Most websites have serious vulnerabilities, says report

A lot of attention has been paid this year to credentials theft through phishing attacks as a prime entry point leading to data theft. But a new report says website vulnerabilities still have to be paid attention to.

WhiteHat Security graphic

Application security solutions vendor Whitehat Security found that last year 86 per cent of 30,000 websites of customers it tested had at least one serious vulnerability. Just over half had more than one.

On average, 61 per cent of these vulnerabilities were resolved, but it took an average of 193 days from the first customer notification.

Globally, 55 per cent of the retail trade sites, 50 per cent of health care/social assistance sites, and 35 per cent of finance / insurance sites were always vulnerable. Conversely, educational services was the best performing industry with the highest percentage of rarely vulnerable sites (40 per cent). arts, entertainment, and recreation were the next best industries with 39 per cent of sites in rarely vulnerable category.

The good news is that — at least among the sites tested — content spoofing, cross-site scripting and fingerprinting has sharply declined in recent years. But the bad news is that insufficient transport layer protection has become the most likely vulnerability (70 per cent), followed by information leakage (56 per cent) and cross-site scripting (47 per cent).

The report quotes the 2015 Verizon Data Breach report saying that for the financial services industry web applications are the second leading cause of incidents (behind crimeware) last year, while in the healthcare and information technology industries web applications were the fourth and second causes of breaches.

“The answer to Web security, and much of information security, is we need more secure software, not more security software,” the WhiteHat report says in part. “While this is easy to say and has been said by us many times in  the past, the process of actually doing so is anything but solved or widely agreed upon – despite the plethora of so-called best practices and maturity models.

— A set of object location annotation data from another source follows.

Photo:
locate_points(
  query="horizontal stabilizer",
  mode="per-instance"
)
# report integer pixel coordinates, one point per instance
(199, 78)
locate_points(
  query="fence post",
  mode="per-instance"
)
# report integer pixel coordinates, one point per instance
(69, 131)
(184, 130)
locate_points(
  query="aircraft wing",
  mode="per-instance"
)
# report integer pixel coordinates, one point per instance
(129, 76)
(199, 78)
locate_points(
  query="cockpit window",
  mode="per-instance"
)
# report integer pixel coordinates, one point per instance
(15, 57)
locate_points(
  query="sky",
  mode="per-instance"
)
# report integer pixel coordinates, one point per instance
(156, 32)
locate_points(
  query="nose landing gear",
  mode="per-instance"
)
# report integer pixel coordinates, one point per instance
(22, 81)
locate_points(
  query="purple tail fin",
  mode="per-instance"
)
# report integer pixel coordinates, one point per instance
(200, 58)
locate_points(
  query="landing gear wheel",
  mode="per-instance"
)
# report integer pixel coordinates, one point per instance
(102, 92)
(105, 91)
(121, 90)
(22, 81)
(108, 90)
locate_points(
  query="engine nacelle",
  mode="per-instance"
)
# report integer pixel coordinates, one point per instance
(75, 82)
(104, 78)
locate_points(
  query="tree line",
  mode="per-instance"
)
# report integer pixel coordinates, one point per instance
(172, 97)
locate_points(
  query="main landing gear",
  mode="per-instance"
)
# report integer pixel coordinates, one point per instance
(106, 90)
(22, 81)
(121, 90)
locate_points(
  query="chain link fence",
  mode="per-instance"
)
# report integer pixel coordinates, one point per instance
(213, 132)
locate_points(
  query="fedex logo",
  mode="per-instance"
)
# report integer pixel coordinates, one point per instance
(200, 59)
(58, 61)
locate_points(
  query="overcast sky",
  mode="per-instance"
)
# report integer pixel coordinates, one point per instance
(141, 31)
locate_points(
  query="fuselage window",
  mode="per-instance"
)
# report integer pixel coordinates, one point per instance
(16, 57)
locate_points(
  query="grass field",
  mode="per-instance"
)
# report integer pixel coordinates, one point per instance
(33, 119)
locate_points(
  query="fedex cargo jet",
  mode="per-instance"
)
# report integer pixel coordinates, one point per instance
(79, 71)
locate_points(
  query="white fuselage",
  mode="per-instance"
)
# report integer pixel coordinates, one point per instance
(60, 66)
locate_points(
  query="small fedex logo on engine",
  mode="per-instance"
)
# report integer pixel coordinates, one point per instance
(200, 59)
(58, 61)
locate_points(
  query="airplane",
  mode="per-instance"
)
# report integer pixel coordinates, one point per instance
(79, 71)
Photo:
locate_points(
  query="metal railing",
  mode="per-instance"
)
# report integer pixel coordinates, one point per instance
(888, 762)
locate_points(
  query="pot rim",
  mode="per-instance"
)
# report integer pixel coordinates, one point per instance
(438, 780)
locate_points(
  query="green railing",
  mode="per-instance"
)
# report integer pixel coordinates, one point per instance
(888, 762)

No single best practice will benefit every organization, the report adds. “What we found is that certain software security activities (for example static analysis, architectural analysis, operational monitoring, etc.) would help certain application security metrics, but have little-to-no impact on others. For example, an activity might reduce the average number of vulnerabilities in a given application, not improve the speed of which vulnerabilities are fixed or how often.

“The best advice we can give is for an organization to create a metrics program that tracks the area they want to improve upon, and then identify activities that’ll most likely move the needle. If an activity does work – great! Keep doing it! If there is no measurable benefit, stop, save the time and energy, and try something else. Frankly, this process is much easier and more effective than blindly following maturity models.”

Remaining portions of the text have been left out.